In addition to its high nutritional value, the fruit is very versatile, she said. The seeds, young fruit, and mature varieties are all edible. The timber from jackfruit trees is also valuable. “It is just not being utilised,” she said.
“I think it could play a much more important role in diets than it currently does and be a staple,” she continued. “In addition to consuming cooked young jackfruit, ripe jackfruit, and jackfruit seeds, there are also many food products with longer shelf life that can be made from jackfruit.”
Processing the fruit can be offputting, she conceded. The larger fruit give off a strong odour, and ooze a thick white sap. “It is not the easiest fruit,” Zyrega said.

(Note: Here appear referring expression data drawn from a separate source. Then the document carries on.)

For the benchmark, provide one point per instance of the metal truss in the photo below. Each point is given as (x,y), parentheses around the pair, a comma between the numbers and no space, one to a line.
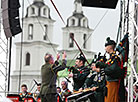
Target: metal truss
(3,60)
(132,16)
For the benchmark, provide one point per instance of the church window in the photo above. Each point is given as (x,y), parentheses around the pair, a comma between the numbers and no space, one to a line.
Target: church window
(30,32)
(33,10)
(73,22)
(71,44)
(44,11)
(27,59)
(45,32)
(85,40)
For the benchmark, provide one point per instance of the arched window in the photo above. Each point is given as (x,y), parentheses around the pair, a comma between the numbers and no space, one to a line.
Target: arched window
(44,11)
(46,31)
(73,22)
(27,62)
(84,39)
(33,10)
(30,32)
(71,44)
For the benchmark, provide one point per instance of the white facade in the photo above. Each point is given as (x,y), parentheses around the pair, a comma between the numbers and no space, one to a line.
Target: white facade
(37,41)
(77,26)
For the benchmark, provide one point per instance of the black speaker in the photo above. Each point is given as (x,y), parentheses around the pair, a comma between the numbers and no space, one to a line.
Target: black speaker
(10,16)
(100,3)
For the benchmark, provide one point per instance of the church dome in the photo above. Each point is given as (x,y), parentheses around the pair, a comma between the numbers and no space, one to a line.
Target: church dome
(38,8)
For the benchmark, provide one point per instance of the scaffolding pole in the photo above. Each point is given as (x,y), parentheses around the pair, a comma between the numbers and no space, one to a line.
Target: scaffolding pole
(3,58)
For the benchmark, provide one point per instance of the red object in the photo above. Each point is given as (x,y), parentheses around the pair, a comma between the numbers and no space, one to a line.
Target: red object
(13,98)
(58,99)
(66,100)
(28,100)
(39,100)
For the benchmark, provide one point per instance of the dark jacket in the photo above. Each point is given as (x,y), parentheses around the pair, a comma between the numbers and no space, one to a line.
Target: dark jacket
(79,76)
(99,82)
(113,69)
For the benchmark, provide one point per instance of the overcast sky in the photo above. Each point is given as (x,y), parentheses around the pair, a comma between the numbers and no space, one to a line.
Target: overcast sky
(107,28)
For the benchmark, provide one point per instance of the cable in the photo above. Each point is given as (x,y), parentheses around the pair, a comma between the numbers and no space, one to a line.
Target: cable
(43,29)
(21,48)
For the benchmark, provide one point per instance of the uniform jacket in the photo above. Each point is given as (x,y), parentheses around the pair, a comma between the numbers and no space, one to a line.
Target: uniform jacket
(113,69)
(79,76)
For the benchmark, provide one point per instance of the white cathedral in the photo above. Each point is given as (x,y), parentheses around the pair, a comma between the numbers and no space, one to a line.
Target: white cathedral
(38,39)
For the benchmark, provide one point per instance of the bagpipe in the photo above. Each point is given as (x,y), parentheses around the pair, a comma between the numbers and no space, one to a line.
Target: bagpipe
(17,98)
(120,54)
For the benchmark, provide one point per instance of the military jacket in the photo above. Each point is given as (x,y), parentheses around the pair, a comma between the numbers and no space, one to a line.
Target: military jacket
(99,82)
(79,76)
(48,74)
(113,68)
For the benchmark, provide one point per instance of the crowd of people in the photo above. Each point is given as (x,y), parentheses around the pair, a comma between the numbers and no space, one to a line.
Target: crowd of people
(102,77)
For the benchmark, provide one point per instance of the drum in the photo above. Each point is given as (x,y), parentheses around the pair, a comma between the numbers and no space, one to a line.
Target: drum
(29,99)
(14,97)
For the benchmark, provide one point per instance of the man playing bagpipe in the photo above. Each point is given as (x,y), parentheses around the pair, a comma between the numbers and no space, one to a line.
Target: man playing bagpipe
(96,82)
(48,73)
(79,72)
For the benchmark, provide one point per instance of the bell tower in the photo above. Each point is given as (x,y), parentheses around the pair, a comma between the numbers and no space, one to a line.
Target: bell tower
(37,41)
(78,27)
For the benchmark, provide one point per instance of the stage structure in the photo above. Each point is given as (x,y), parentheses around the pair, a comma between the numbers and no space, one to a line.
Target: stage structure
(3,60)
(133,30)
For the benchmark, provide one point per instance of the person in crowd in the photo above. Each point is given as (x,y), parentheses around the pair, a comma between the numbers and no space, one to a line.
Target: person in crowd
(113,72)
(49,71)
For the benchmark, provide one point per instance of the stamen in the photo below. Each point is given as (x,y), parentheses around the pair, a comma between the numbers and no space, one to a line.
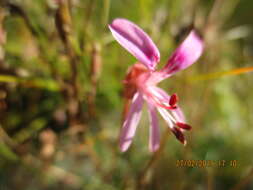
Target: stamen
(159,102)
(179,135)
(183,126)
(173,100)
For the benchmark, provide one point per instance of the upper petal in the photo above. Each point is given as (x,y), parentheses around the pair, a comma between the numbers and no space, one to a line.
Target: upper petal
(136,41)
(154,136)
(184,56)
(131,122)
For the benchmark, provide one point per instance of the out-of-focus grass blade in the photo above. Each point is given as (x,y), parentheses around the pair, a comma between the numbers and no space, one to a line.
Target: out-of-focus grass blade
(7,152)
(221,74)
(31,82)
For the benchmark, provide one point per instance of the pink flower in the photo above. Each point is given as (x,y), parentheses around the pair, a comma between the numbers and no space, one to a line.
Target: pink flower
(142,79)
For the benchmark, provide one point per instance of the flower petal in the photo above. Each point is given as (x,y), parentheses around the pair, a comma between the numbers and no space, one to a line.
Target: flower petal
(184,56)
(136,41)
(154,137)
(131,122)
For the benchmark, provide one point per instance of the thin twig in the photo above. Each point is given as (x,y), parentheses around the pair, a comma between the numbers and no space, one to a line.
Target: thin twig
(141,180)
(64,26)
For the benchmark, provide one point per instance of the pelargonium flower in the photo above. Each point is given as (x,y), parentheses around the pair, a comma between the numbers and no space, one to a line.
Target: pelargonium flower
(142,78)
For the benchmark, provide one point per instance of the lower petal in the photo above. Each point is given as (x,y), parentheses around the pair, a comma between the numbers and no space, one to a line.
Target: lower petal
(131,122)
(154,138)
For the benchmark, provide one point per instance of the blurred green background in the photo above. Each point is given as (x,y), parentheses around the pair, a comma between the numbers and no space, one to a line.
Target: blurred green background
(61,96)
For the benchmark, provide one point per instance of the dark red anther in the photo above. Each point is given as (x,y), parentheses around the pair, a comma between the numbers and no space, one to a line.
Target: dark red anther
(179,135)
(183,126)
(173,100)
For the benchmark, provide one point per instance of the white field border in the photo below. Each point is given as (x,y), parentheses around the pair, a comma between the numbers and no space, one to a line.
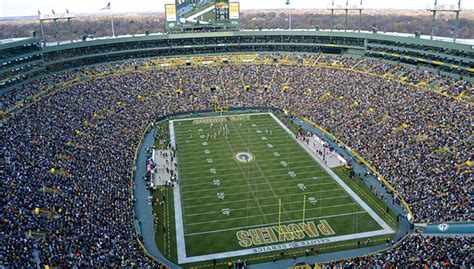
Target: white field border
(180,238)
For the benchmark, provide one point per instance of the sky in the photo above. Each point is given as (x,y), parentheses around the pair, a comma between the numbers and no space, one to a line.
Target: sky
(9,8)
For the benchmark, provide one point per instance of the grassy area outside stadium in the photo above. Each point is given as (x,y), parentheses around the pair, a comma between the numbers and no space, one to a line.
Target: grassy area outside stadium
(247,188)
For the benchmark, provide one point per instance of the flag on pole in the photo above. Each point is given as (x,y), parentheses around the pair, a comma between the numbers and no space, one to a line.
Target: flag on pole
(106,7)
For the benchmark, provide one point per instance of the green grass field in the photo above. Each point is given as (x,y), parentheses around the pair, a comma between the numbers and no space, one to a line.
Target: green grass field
(245,174)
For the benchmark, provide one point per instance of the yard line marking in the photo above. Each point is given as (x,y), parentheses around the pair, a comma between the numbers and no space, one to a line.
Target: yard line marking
(263,174)
(249,187)
(271,161)
(216,149)
(265,183)
(236,180)
(238,201)
(273,223)
(265,197)
(272,205)
(236,174)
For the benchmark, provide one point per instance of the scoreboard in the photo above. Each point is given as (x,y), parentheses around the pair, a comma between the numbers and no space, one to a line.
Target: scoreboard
(202,15)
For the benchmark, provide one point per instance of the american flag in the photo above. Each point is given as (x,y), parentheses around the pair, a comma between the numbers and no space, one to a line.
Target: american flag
(106,7)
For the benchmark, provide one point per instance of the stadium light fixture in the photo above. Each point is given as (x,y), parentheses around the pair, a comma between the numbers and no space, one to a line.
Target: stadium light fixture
(444,8)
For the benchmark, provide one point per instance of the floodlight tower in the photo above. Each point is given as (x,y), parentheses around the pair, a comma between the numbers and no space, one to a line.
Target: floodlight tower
(447,8)
(55,18)
(346,8)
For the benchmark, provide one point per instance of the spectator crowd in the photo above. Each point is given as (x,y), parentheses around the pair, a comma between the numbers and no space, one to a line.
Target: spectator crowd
(67,194)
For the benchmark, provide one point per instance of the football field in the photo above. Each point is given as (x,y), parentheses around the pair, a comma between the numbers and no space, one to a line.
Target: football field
(246,186)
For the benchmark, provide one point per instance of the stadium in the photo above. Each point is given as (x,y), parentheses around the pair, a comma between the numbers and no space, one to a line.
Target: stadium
(214,146)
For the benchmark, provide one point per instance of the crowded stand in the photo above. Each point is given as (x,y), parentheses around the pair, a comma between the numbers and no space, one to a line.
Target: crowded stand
(68,157)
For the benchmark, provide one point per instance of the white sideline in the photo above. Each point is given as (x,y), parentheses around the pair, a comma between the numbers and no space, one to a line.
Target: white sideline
(178,214)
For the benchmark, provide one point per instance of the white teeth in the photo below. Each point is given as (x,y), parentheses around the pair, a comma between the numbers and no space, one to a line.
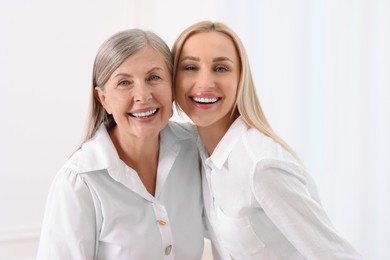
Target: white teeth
(144,114)
(205,100)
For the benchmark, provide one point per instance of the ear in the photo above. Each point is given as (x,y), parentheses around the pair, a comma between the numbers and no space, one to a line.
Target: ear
(100,94)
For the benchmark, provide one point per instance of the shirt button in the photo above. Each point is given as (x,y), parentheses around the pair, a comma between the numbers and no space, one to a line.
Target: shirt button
(168,249)
(162,222)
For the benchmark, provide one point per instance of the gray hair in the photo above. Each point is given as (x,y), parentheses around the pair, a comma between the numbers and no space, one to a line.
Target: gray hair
(111,54)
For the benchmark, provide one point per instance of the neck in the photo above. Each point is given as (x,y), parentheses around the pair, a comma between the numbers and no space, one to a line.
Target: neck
(141,155)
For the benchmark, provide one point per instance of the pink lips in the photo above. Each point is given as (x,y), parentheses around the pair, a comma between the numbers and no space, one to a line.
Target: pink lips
(204,100)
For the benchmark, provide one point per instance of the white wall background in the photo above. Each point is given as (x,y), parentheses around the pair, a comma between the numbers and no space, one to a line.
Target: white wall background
(322,70)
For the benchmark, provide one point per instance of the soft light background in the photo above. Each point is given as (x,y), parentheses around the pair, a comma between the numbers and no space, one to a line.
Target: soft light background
(322,70)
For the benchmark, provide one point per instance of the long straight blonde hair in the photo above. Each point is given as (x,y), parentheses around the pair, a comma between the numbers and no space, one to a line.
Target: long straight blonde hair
(247,103)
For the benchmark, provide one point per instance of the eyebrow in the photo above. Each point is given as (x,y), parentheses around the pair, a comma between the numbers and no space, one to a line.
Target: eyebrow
(192,58)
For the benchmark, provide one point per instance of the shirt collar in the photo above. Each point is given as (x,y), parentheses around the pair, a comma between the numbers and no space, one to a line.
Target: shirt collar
(228,141)
(99,153)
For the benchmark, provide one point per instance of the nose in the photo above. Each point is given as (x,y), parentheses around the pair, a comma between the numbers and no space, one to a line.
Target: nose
(205,80)
(142,93)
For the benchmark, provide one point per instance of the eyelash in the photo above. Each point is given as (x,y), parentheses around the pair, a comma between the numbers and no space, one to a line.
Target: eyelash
(124,83)
(154,78)
(218,68)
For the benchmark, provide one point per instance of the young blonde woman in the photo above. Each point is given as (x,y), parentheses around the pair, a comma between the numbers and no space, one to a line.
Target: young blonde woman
(133,190)
(260,202)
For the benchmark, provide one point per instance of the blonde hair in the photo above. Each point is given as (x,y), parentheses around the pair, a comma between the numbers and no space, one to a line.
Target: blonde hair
(247,103)
(111,54)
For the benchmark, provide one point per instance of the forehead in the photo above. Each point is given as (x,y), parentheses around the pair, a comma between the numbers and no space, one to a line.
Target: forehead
(209,42)
(144,58)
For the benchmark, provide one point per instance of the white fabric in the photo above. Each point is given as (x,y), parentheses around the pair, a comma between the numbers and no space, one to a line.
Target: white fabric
(261,204)
(98,208)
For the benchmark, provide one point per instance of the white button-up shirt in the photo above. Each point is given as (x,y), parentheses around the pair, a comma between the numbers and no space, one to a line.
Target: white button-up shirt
(98,208)
(261,204)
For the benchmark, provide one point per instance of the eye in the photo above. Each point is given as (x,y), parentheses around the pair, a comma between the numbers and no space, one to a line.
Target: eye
(124,83)
(154,78)
(190,68)
(221,68)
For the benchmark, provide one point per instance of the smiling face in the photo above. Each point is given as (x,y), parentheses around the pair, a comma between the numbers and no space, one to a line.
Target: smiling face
(138,95)
(207,78)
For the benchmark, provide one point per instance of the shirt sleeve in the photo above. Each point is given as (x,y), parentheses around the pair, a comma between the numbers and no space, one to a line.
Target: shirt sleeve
(69,224)
(283,194)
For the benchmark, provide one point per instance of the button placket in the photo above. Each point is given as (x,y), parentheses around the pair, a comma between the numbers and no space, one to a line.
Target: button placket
(162,223)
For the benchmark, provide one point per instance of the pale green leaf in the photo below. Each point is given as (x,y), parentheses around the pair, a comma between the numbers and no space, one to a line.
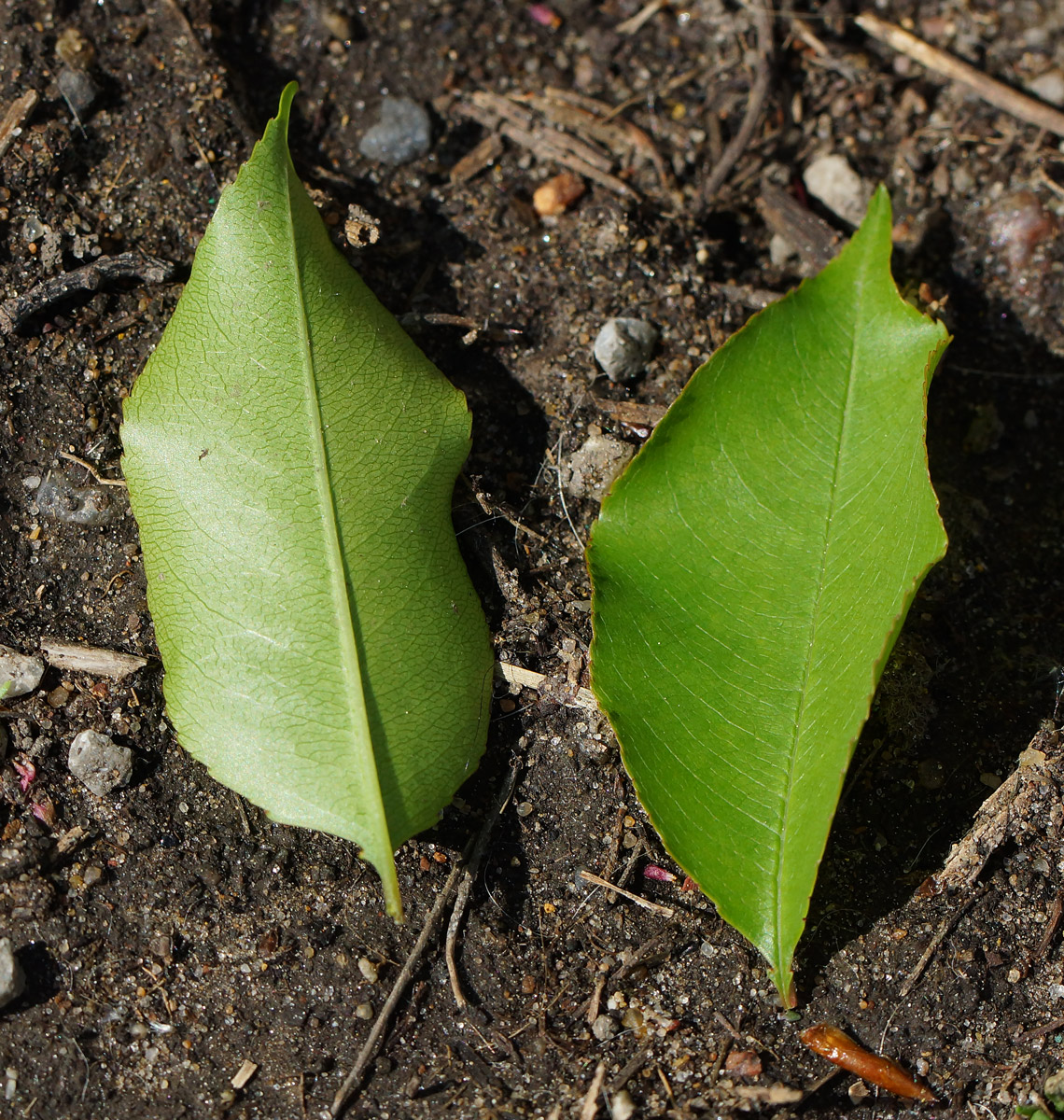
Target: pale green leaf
(750,571)
(290,457)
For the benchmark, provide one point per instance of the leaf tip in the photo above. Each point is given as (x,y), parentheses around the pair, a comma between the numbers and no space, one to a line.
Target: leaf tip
(288,94)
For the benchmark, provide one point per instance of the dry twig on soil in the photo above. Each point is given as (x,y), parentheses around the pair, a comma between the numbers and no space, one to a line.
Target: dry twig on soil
(90,278)
(755,105)
(991,91)
(1002,813)
(529,679)
(376,1035)
(591,1102)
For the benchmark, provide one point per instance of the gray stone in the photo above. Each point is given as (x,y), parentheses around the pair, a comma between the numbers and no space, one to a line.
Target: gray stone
(593,469)
(76,505)
(12,979)
(624,346)
(832,180)
(402,133)
(100,763)
(18,673)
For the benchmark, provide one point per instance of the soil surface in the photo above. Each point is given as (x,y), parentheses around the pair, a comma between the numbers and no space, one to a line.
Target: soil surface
(169,932)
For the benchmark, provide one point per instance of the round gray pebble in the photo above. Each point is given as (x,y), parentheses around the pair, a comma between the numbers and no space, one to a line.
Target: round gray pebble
(624,346)
(12,980)
(604,1028)
(78,90)
(401,134)
(99,763)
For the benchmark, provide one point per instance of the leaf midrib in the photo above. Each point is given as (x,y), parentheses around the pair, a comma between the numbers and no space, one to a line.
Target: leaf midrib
(370,788)
(815,623)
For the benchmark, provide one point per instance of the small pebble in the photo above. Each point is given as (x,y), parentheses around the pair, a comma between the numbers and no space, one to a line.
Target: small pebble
(12,980)
(76,505)
(832,180)
(624,346)
(1048,87)
(402,133)
(558,194)
(858,1092)
(18,673)
(743,1063)
(99,763)
(622,1106)
(1018,224)
(78,90)
(604,1029)
(594,468)
(931,774)
(74,49)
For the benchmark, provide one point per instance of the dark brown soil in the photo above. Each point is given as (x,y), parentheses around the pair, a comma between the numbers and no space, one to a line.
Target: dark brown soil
(182,933)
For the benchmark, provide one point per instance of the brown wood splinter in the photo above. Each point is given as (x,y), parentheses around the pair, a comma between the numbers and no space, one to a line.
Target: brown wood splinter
(838,1047)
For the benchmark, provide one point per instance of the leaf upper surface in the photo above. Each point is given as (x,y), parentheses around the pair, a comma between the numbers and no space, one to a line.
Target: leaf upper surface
(750,572)
(290,456)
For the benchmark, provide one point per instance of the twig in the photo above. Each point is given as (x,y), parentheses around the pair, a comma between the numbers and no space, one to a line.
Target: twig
(501,511)
(15,118)
(591,1102)
(15,312)
(648,11)
(755,105)
(92,470)
(940,935)
(991,91)
(530,679)
(1039,1031)
(638,900)
(469,876)
(89,659)
(365,1056)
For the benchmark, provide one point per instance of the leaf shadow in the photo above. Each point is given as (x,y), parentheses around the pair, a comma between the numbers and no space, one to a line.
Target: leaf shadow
(973,671)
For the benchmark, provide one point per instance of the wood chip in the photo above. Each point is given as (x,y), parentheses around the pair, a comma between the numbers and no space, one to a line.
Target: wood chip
(245,1074)
(1003,813)
(519,124)
(529,679)
(638,900)
(473,162)
(991,91)
(16,117)
(88,659)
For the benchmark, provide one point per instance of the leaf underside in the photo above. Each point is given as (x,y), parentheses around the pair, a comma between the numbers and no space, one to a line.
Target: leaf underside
(290,457)
(750,572)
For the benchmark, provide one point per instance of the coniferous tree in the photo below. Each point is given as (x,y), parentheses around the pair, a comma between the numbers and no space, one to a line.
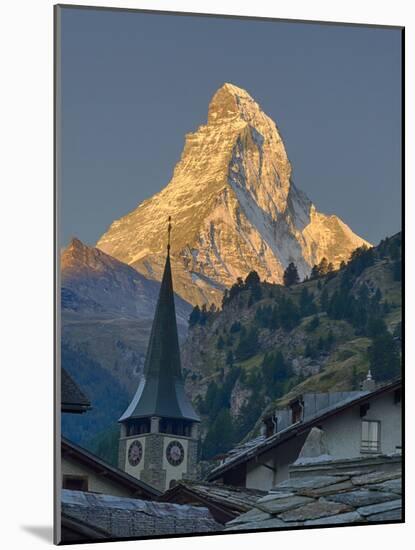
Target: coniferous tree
(324,300)
(194,317)
(384,357)
(290,276)
(220,343)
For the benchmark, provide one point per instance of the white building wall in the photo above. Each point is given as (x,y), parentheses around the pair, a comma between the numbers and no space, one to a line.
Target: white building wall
(343,438)
(343,431)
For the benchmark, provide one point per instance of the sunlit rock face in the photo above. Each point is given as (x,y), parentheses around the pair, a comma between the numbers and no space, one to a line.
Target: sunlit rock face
(234,209)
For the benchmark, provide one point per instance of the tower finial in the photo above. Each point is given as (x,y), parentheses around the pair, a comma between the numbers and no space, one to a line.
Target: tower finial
(168,232)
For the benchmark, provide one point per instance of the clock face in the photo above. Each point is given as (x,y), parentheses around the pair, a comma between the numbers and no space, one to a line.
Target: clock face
(175,453)
(135,453)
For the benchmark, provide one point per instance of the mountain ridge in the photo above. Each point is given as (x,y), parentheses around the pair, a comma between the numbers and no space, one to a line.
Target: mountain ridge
(234,207)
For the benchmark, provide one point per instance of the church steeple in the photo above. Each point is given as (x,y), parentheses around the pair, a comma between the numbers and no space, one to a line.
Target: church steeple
(159,433)
(161,391)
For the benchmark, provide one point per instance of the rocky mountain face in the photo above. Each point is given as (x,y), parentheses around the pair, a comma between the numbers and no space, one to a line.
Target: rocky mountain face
(95,283)
(234,208)
(107,310)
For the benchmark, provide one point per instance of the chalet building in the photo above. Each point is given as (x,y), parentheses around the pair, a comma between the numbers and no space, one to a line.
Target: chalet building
(84,471)
(159,430)
(73,399)
(356,424)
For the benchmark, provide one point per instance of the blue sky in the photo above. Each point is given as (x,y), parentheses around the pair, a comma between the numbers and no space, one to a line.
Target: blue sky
(133,84)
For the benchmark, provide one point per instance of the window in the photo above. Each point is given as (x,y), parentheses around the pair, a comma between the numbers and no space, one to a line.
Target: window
(297,411)
(370,436)
(75,483)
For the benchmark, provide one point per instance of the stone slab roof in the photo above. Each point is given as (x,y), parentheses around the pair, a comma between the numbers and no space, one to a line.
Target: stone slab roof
(224,502)
(129,517)
(328,497)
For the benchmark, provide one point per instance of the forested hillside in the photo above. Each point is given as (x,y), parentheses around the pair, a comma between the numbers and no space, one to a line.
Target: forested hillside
(269,342)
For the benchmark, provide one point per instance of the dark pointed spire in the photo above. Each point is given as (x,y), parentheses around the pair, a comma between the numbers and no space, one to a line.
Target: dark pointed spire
(161,390)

But jackfruit, breadfruit, and other non-traditional crops are being reexamined because of fears about future food supply.
A report from the International Panel on Climate Change last month warned that heatwaves, drought, and unpredictable rainfall patterns were already cutting into yields of wheat and maize. The World Bank’s Dr Jim Yong Kim earlier this month predicted food shortages could lead to wars within the next five to 10 years.
“There is just more interest in crops that aren’t the major staples,” she said. “We just don’t have a choice. We are going to have to explore some of these alternative to make sure we are going to be able to nourish people,” Nierenberg said.